Ela sussurrou olhando em volta, pedi para Ize que meus novos títulos não fossem divulgados, por mais que eles tivessem me visto lidando com os grifos, ninguém além das minhas amigas e o conselho sabe sobre Psique.

- Esses títulos não me servem de nada se continuo pateticamente frágil, e lenta. - Fiz uma careta quando um garoto de pele escura e barbatanas caiu rolando sobre a rocha redonda.

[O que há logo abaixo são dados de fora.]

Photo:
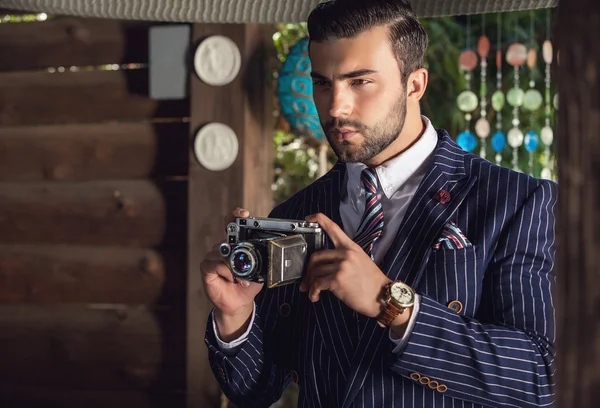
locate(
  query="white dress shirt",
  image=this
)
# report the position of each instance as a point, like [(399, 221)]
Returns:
[(398, 179)]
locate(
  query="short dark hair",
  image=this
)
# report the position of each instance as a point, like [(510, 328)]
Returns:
[(337, 19)]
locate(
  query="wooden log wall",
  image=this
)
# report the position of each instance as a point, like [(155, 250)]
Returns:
[(105, 213), (93, 220)]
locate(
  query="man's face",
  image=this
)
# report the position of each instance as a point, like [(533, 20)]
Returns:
[(358, 92)]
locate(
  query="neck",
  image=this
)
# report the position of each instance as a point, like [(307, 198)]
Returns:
[(414, 128)]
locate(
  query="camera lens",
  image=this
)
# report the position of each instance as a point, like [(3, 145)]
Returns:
[(242, 262)]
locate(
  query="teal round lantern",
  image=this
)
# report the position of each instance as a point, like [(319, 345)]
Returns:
[(294, 91)]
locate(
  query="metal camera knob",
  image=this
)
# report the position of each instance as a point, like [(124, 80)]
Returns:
[(225, 249)]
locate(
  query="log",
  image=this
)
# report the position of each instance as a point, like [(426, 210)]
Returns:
[(91, 348), (137, 213), (48, 274), (15, 396), (109, 151), (578, 223), (81, 97), (68, 41)]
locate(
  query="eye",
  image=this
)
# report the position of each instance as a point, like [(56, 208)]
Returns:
[(360, 82), (320, 82)]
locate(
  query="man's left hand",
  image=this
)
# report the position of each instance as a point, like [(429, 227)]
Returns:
[(346, 271)]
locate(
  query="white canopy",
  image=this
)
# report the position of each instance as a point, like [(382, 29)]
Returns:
[(244, 11)]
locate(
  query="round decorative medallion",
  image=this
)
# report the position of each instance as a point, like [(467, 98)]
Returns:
[(217, 60), (216, 146)]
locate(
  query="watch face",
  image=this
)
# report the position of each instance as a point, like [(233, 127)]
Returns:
[(402, 294)]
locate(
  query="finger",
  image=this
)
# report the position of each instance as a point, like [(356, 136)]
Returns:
[(323, 283), (316, 273), (337, 235)]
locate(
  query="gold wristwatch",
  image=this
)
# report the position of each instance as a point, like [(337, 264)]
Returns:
[(398, 297)]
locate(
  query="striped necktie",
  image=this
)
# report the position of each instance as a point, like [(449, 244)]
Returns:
[(371, 224)]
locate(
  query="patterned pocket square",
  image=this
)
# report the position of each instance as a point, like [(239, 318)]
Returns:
[(452, 238)]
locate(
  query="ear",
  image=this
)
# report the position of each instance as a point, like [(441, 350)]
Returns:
[(416, 84)]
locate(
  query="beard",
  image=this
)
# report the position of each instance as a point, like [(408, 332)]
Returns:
[(375, 138)]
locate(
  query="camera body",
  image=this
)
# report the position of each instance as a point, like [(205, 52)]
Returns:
[(270, 250)]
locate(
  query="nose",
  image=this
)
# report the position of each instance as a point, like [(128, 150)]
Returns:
[(340, 104)]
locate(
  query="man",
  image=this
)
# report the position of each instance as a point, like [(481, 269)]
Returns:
[(436, 286)]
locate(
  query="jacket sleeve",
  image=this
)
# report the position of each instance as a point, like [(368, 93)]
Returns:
[(503, 357), (256, 374)]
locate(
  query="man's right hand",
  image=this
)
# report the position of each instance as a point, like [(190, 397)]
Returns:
[(233, 301)]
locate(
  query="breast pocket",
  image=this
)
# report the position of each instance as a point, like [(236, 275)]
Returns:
[(453, 277)]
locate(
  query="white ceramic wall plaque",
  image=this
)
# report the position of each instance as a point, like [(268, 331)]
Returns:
[(216, 146), (217, 60)]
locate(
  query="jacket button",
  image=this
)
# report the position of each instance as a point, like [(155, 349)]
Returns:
[(285, 310), (456, 306)]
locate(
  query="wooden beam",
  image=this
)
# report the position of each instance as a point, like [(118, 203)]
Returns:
[(91, 348), (81, 97), (110, 151), (18, 396), (246, 183), (129, 213), (79, 274), (578, 152), (70, 41)]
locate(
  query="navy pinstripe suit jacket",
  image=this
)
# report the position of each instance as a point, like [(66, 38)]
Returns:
[(496, 352)]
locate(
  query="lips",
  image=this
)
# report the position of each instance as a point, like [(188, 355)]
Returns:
[(344, 134)]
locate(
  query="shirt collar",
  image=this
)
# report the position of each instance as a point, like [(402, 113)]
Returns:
[(395, 172)]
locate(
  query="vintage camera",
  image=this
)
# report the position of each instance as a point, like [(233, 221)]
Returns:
[(270, 250)]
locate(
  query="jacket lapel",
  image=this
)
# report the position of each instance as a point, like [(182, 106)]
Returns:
[(407, 256), (334, 319)]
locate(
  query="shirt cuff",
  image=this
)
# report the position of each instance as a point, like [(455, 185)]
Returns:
[(402, 342), (233, 346)]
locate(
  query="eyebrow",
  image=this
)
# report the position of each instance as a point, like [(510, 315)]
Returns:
[(348, 75)]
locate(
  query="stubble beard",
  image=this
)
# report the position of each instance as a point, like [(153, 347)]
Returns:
[(375, 138)]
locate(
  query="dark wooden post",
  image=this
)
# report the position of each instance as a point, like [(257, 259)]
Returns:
[(245, 106), (578, 245)]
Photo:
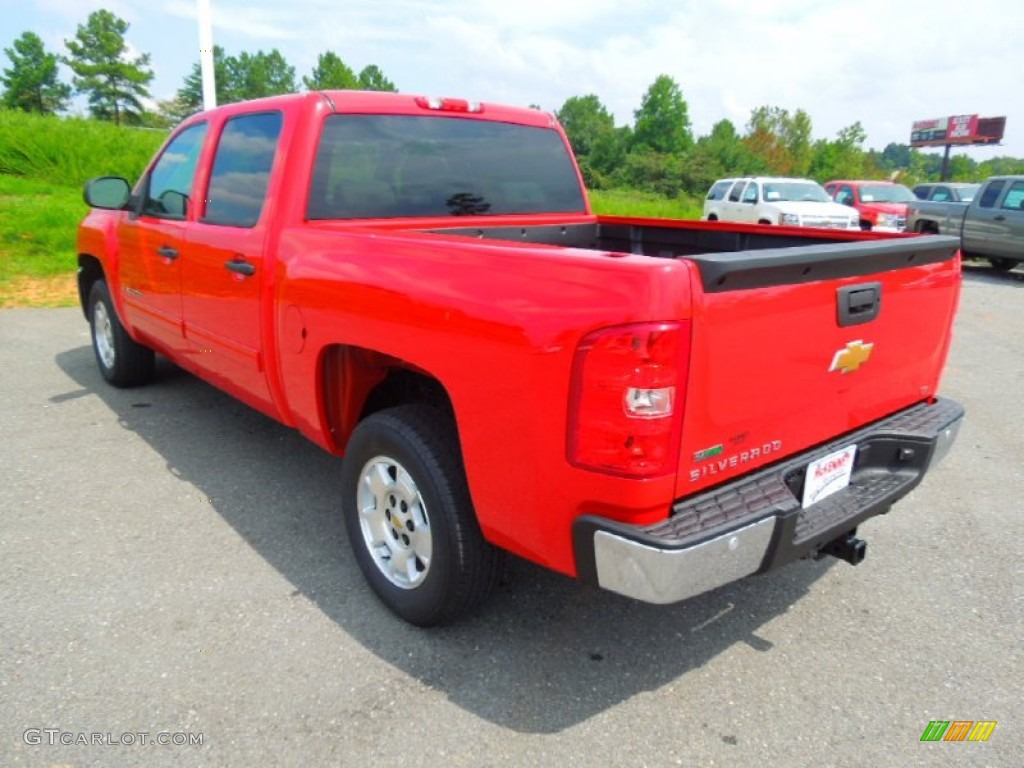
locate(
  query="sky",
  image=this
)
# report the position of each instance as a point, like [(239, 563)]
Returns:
[(883, 64)]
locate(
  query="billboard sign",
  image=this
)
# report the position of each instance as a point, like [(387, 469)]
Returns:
[(958, 129)]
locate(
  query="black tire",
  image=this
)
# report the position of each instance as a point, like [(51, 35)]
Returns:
[(1001, 264), (122, 360), (421, 498)]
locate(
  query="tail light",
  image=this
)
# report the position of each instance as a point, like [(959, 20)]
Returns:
[(627, 399)]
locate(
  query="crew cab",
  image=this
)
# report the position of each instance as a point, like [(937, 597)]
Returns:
[(420, 287), (768, 200), (882, 204), (990, 226)]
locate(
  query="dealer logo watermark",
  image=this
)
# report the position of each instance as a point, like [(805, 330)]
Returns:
[(59, 737)]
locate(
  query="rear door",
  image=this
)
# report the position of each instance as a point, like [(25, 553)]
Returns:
[(1007, 238), (985, 218), (794, 346), (224, 274)]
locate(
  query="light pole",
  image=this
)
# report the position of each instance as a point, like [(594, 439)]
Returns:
[(206, 54)]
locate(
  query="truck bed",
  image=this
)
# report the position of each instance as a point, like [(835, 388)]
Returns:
[(732, 256)]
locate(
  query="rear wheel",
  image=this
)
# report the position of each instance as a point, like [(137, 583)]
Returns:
[(410, 519), (122, 360)]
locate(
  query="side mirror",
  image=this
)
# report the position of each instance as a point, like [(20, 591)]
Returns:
[(111, 193)]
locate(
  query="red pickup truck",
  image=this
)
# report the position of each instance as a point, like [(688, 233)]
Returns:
[(419, 286)]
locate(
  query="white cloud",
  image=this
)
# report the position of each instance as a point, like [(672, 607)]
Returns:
[(879, 62)]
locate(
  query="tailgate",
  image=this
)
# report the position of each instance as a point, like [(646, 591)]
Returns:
[(793, 347)]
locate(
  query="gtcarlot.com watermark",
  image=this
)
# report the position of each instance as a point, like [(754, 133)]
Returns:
[(59, 737)]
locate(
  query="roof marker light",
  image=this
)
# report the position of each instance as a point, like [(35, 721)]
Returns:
[(449, 104)]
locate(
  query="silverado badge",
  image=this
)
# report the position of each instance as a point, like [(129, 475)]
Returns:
[(852, 356)]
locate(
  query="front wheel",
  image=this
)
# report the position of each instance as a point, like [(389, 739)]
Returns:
[(123, 361), (410, 519)]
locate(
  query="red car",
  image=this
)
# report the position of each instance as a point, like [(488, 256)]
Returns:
[(882, 204)]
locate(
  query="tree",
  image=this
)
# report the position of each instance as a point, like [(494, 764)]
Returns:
[(255, 76), (115, 83), (663, 122), (331, 74), (31, 84), (843, 158), (591, 131), (781, 140), (722, 153), (372, 79), (189, 95)]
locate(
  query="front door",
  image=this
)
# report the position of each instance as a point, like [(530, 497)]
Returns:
[(153, 241)]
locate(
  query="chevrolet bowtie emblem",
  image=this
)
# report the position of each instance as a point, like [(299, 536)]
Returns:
[(852, 356)]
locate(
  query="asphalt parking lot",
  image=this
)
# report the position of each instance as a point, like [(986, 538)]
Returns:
[(173, 564)]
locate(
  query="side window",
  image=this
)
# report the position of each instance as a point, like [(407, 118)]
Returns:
[(991, 194), (242, 169), (736, 189), (719, 189), (1015, 198), (170, 180)]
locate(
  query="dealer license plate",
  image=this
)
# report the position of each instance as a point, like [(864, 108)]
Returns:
[(828, 475)]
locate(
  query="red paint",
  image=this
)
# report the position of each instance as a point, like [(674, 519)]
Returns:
[(516, 334)]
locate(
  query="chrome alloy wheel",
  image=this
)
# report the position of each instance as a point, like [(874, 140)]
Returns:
[(394, 522), (102, 332)]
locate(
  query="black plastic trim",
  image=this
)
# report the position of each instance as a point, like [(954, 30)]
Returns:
[(742, 258)]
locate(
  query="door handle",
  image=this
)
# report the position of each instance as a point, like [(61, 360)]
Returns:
[(240, 266), (857, 304)]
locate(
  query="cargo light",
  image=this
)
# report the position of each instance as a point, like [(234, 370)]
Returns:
[(449, 104), (627, 399)]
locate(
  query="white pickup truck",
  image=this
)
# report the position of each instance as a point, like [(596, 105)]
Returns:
[(773, 200)]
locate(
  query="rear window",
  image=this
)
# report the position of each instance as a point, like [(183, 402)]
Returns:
[(389, 166)]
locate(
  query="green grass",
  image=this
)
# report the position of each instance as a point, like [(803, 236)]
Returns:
[(643, 205), (38, 222), (69, 152), (44, 162)]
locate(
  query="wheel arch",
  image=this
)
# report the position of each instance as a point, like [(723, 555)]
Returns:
[(90, 269), (356, 382)]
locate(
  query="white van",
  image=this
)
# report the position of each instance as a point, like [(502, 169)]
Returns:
[(771, 200)]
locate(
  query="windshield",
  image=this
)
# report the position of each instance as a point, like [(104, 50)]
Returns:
[(389, 166), (886, 194), (777, 192)]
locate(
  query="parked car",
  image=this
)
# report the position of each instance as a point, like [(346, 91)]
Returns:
[(946, 192), (771, 200), (420, 286), (882, 204), (990, 226)]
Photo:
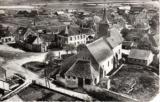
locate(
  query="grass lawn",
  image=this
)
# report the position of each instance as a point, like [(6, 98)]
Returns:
[(135, 81)]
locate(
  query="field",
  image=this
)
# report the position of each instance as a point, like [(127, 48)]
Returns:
[(135, 81)]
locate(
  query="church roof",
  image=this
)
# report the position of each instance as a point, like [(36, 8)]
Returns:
[(100, 50)]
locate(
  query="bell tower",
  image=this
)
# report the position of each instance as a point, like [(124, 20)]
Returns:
[(103, 29)]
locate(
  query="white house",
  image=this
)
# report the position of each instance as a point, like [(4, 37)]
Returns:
[(4, 86), (71, 36), (140, 57)]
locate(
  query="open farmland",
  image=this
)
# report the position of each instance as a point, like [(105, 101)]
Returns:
[(135, 81)]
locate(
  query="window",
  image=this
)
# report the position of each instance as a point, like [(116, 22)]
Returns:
[(108, 63), (95, 80), (87, 81), (74, 77), (81, 36), (9, 39), (71, 38), (6, 40), (2, 40)]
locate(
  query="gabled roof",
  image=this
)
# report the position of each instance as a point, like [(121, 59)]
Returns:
[(154, 40), (47, 37), (67, 63), (71, 31), (100, 50), (2, 74), (115, 38), (87, 31), (139, 54), (82, 69)]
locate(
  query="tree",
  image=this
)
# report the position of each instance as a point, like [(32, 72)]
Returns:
[(49, 57), (69, 47)]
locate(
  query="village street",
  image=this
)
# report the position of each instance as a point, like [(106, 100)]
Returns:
[(15, 66)]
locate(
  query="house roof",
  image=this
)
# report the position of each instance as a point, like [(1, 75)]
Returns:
[(47, 37), (67, 63), (139, 54), (70, 31), (82, 69), (5, 32), (154, 40), (115, 38), (87, 31), (127, 43), (2, 74), (100, 50), (30, 39)]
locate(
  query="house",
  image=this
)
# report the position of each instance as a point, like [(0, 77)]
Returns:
[(4, 86), (35, 44), (140, 57), (6, 37), (71, 35), (136, 10), (22, 32), (112, 37), (81, 73), (90, 34)]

- Fale com a general então. - Dessa vez foi Orm quem falou. - Ela, pelo visto, sabia sobre as reencarnações, talvez ela saiba como trazer mais de Psique átona.

- Por mais que ser um pouco menos humana me soe atrativo, a ultima vez que Psique esteve próxima a sair, eu me descontrolei um pouco. - Outra queda, o garoto em questão, esquelético e ágil, chegou ate metade da ponte, bem próximo ao fim, eu mal havia passado a pedra.

- Você fala como se fossem duas pessoas, você é ela e ela é você. Se entrar em um consenso com isso, não vai sair do controle. - Engfa disse convicta.

Após o fim daquela aula torturante, fui a procura de Ize seguindo o conselho de Orm, mas para a minha sorte Ize não estava em lugar nenhum, procurei no castelo inteiro, ate me arrisquei a descer pela cidade as ruas estavam movimentadas, varias barracas de comerciantes, perfumes, frutas, artefatos mágicos, animais que eu não reconhecia fazendo pequenos shows guiados por um homem esguio de cartola, crianças com orelhas pontudas, ou de cor azul e barbatanas nas orelhas e mãos, corriam pelas ruas sem se preocupar com as pessoas que esbarravam.

Andei mais um pouco entre as casas gêmeas bem decoradas, mas não avistei Ize. Acabei por me distrair quando um pássaro enorme de tons vibrantes voou próximo ao meus rosto, o bico majestoso e a penugem com uma mistura de laranja e amarelo me fez suspirar impressionada, quando a ave pousou no braço do homem de cartola, uma salva de palmas soou ao meu redor, um espetáculo.

Quando menos esperei, um vulto cruzou diante dos meus olhos, levando consigo o cordão pendurado em meu pescoço, um pequeno grito surgiu da minha garganta, de onde estava pude ver apenas uma capa esvoaçando em direção a floresta, quando o choque passou meu único instinto foi correr atras da pessoa.